"Few would consider Romania a climate leader but on one metric it has found the holy grail of the energy transition. The country has decoupled economic growth from pollution faster than anywhere else in Europe, and perhaps even the world. Its net greenhouse gas emissions intensity fell by 88% between 1990 and 2023, the latest data shows, meaning each dollar's worth of economic activity heats the planet almost 10 times less than it did before."
"The sun-lit plots of silicone and glass will join a slew of projects that have rendered the Romanian economy unrecognisable from its polluted state when communism ended.
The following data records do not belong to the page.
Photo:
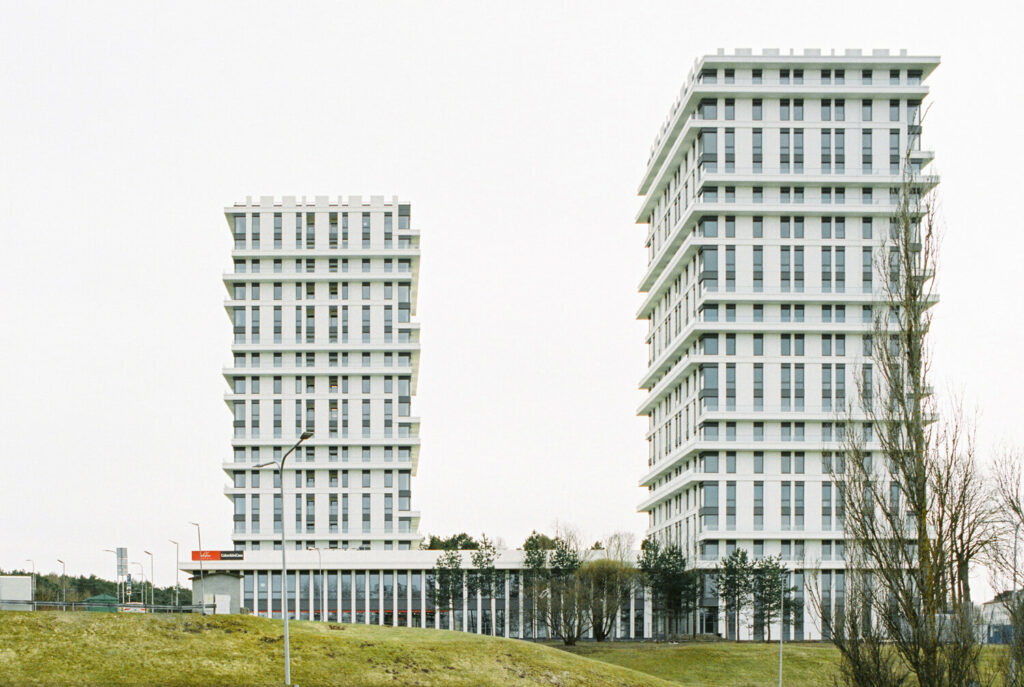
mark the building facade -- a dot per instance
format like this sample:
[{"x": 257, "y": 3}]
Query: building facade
[
  {"x": 767, "y": 200},
  {"x": 322, "y": 299},
  {"x": 387, "y": 588}
]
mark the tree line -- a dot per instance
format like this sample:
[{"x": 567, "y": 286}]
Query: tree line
[{"x": 52, "y": 587}]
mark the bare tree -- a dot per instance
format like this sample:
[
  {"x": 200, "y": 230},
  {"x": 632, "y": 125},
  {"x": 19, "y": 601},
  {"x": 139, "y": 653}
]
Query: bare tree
[
  {"x": 560, "y": 595},
  {"x": 484, "y": 578},
  {"x": 1008, "y": 480},
  {"x": 909, "y": 486}
]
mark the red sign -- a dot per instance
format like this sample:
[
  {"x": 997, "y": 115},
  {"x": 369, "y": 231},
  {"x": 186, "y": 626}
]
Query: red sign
[{"x": 216, "y": 555}]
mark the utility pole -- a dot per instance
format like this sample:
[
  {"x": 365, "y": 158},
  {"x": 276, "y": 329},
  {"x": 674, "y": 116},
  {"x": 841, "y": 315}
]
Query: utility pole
[
  {"x": 202, "y": 580},
  {"x": 781, "y": 624},
  {"x": 284, "y": 548},
  {"x": 64, "y": 585},
  {"x": 153, "y": 578},
  {"x": 320, "y": 557},
  {"x": 177, "y": 572}
]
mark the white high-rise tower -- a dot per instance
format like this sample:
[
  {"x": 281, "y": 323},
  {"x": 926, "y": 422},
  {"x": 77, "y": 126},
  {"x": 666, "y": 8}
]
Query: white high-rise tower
[
  {"x": 322, "y": 298},
  {"x": 767, "y": 197}
]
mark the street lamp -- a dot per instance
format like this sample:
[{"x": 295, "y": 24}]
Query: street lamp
[
  {"x": 32, "y": 592},
  {"x": 118, "y": 575},
  {"x": 177, "y": 572},
  {"x": 202, "y": 580},
  {"x": 64, "y": 587},
  {"x": 153, "y": 578},
  {"x": 284, "y": 548},
  {"x": 141, "y": 577},
  {"x": 320, "y": 558}
]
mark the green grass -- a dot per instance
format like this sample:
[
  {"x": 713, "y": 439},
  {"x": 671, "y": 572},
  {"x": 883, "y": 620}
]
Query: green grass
[
  {"x": 82, "y": 648},
  {"x": 721, "y": 663}
]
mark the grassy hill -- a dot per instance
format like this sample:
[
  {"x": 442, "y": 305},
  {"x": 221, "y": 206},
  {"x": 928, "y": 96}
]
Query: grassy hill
[
  {"x": 84, "y": 648},
  {"x": 722, "y": 663}
]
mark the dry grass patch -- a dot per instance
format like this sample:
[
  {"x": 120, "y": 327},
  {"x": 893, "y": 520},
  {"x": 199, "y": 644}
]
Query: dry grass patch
[{"x": 81, "y": 648}]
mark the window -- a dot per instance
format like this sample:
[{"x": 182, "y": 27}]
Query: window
[
  {"x": 758, "y": 268},
  {"x": 783, "y": 155},
  {"x": 865, "y": 151},
  {"x": 730, "y": 154},
  {"x": 240, "y": 231},
  {"x": 757, "y": 149},
  {"x": 894, "y": 151}
]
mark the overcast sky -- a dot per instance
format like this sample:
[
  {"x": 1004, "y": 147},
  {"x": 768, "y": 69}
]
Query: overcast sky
[{"x": 518, "y": 132}]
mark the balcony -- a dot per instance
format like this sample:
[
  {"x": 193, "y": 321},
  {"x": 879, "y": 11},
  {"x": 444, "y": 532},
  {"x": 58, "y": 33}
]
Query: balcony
[{"x": 683, "y": 119}]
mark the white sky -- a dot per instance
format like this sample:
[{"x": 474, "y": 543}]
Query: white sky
[{"x": 518, "y": 131}]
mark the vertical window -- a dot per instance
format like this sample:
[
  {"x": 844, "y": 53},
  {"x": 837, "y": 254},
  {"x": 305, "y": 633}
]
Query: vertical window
[
  {"x": 840, "y": 151},
  {"x": 783, "y": 151},
  {"x": 867, "y": 269},
  {"x": 798, "y": 151},
  {"x": 759, "y": 386},
  {"x": 757, "y": 149},
  {"x": 758, "y": 268},
  {"x": 894, "y": 151},
  {"x": 730, "y": 149},
  {"x": 865, "y": 151},
  {"x": 240, "y": 232},
  {"x": 826, "y": 151},
  {"x": 759, "y": 505}
]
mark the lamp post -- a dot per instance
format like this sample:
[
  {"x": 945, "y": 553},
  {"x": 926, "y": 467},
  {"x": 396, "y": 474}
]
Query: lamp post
[
  {"x": 177, "y": 572},
  {"x": 32, "y": 591},
  {"x": 320, "y": 557},
  {"x": 116, "y": 576},
  {"x": 153, "y": 578},
  {"x": 284, "y": 548},
  {"x": 202, "y": 581},
  {"x": 781, "y": 625},
  {"x": 64, "y": 587}
]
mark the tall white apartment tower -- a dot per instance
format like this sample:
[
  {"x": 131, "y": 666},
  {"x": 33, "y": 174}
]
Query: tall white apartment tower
[
  {"x": 322, "y": 299},
  {"x": 767, "y": 199}
]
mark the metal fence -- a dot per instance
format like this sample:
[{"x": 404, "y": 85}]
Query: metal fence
[{"x": 100, "y": 606}]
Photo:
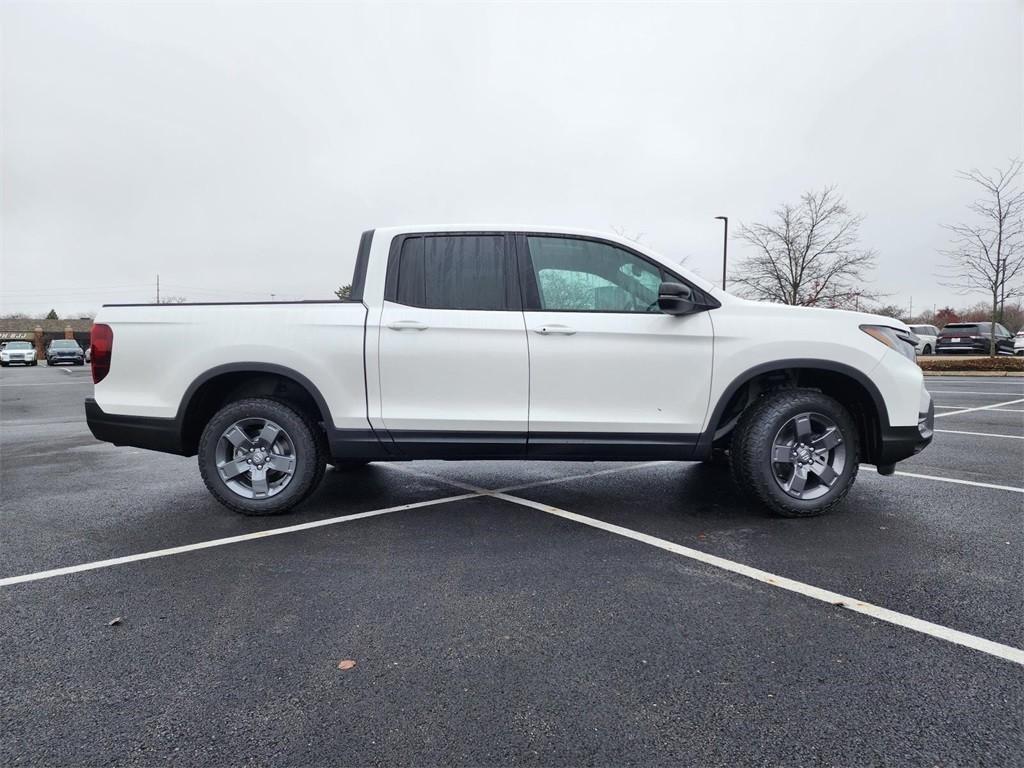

They include an onshore windfarm near the Black Sea that for several years was Europe's biggest, a nuclear power plant by the Danube whose lifetime is being extended by 30 years, and a fast-spreading patchwork of solar panels topping homes and shops across the country."
Romania is undergoing a rapid energy transformation driven by large-scale solar projects, expanded wind capacity and extended nuclear operations. New plants include a 760MW solar farm near Bucharest, an approved 1GW plant in the north-west, an onshore windfarm by the Black Sea and a Danube nuclear plant whose lifetime is extended by 30 years. Widespread rooftop solar and battery storage support after-dark supply. Economic restructuring after communism collapsed heavy industry and fossil-fuel use, enabling a dramatic fall in emissions. Net greenhouse gas emissions intensity fell 88% between 1990 and 2023 and total emissions dropped by 75%.